As we age, we experience an increasing number of major life changes, including the loss of beloved friends, family members, and pets. The death of a pet can hit retired seniors even harder than younger adults who may be able to draw on the comfort of a close family, or distract themselves with the routine of work. For older adults who live alone, the pet was probably your sole companion, and taking care of the animal provided you with a sense of purpose and self-worth.

Try to find new meaning and joy in life. Caring for a pet previously occupied your time and boosted your morale and optimism. Try to fill that time by volunteering, picking up a long-neglected hobby, taking a class, helping friends care for their pets, or even by getting another pet when the time feels right.

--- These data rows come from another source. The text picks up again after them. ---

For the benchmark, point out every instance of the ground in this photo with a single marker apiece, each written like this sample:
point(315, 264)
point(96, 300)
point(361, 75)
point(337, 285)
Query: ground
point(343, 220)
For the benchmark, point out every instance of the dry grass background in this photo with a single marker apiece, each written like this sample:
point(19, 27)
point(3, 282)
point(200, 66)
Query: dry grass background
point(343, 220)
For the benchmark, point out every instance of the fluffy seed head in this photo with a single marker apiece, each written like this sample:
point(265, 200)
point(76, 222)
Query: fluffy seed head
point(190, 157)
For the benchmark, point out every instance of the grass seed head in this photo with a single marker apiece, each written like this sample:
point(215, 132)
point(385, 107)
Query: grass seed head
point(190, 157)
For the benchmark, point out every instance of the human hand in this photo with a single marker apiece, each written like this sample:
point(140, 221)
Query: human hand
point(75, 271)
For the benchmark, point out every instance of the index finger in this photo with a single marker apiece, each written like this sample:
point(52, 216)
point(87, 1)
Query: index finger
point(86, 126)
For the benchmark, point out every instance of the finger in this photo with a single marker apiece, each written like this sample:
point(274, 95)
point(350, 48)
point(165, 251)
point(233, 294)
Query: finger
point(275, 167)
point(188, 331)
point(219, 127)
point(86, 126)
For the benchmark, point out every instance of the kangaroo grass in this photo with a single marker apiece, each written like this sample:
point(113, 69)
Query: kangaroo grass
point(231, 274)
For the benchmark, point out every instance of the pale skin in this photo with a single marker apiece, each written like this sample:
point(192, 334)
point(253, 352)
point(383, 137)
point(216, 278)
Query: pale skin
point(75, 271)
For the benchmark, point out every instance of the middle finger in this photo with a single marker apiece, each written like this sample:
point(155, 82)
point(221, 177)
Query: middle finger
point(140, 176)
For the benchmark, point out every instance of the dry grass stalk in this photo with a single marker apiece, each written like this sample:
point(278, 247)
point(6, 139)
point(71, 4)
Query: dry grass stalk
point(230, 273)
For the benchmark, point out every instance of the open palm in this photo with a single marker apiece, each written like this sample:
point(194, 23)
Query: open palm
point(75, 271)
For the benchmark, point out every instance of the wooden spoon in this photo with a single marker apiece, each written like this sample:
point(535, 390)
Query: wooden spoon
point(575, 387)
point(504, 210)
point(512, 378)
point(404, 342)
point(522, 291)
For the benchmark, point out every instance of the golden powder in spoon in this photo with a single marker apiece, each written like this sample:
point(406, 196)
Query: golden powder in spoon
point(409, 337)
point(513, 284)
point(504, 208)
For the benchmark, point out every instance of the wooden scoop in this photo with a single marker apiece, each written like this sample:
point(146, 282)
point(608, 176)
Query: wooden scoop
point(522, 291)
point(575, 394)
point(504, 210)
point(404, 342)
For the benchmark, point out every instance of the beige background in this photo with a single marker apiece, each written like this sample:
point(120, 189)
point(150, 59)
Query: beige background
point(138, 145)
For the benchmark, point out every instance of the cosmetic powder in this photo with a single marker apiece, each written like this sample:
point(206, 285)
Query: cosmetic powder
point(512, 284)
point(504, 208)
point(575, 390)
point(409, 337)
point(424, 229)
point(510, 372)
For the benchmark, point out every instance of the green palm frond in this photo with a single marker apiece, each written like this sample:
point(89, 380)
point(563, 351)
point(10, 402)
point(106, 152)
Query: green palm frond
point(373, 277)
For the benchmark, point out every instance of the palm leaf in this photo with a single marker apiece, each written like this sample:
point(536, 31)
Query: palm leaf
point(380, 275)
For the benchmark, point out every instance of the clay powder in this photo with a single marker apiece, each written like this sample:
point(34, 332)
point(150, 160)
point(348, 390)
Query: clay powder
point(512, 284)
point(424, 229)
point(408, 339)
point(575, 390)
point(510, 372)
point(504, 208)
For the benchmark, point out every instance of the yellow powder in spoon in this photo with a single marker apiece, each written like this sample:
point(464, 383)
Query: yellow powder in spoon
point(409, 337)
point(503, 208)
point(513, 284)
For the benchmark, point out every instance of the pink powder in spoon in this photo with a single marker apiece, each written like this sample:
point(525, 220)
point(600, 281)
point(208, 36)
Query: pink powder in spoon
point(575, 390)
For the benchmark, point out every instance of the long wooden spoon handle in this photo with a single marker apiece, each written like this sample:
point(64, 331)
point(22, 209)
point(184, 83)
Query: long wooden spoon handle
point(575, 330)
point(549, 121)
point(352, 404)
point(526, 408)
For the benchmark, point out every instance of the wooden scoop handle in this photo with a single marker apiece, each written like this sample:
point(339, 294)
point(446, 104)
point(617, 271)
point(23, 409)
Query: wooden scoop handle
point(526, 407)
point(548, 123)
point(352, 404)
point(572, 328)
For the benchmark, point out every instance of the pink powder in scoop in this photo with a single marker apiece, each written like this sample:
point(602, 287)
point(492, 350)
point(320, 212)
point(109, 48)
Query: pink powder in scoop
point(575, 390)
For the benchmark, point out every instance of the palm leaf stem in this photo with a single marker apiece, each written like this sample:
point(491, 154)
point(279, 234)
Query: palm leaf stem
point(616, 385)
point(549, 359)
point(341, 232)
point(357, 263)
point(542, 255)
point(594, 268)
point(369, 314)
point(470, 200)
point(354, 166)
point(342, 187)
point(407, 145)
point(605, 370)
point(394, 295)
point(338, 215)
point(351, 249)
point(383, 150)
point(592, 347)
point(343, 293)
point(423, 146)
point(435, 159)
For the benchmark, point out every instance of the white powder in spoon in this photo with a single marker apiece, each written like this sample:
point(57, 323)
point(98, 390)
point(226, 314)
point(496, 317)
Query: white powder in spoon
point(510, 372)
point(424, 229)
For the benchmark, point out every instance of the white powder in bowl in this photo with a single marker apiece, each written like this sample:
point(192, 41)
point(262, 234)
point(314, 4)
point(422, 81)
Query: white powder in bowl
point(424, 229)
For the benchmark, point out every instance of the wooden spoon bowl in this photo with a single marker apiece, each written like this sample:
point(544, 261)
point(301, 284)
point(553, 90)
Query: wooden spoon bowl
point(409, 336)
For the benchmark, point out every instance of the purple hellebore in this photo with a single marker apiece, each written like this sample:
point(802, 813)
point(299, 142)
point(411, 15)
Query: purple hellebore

Stay connected with friends. Pets, dogs especially, can help seniors meet new people or regularly connect with friends and neighbors while out on a walk or in the dog park, for example. Having lost your pet, it’s important that you don’t now spend day after day alone. Try to spend time with at least one person every day. Regular face-to-face contact can help you ward off depression and stay positive. Call up an old friend or neighbor for a lunch date or join a club.

Boost your vitality with exercise. Pets help many older adults stay active and playful, which can boost your immune system and increase your energy. It’s important to keep up your activity levels after the loss of your pet. Check with your doctor before starting an exercise program and then find an activity that you enjoy. Exercising in a group—by playing a sport such as tennis or golf, or taking an exercise or swimming class—can also help you connect with others.
Tips for children grieving the death of a pet

The loss of a pet may be your child’s first experience of death—and your first opportunity to teach them about coping with the grief and pain that inevitably accompanies the joy of loving another living creature. Losing a pet can be a traumatic experience for any child. Many kids love their pets very deeply and some may not even remember a time in their life when the pet wasn’t around. A child may feel angry and blame themselves—or you—for the pet’s death. A child may feel scared that other people or animals they love may also leave them. How you handle the grieving process can determine whether the experience has a positive or negative effect on your child’s personal development.

Some parents feel they should try to shield their children from the sadness of losing a pet by either not talking about the pet’s death, or by not being honest about what’s happened. Pretending the animal ran away, or “went to sleep,” for example, can leave a child feeling even more confused, frightened, and betrayed when they finally learn the truth. It’s far better to be honest with children and allow them the opportunity to grieve in their own way.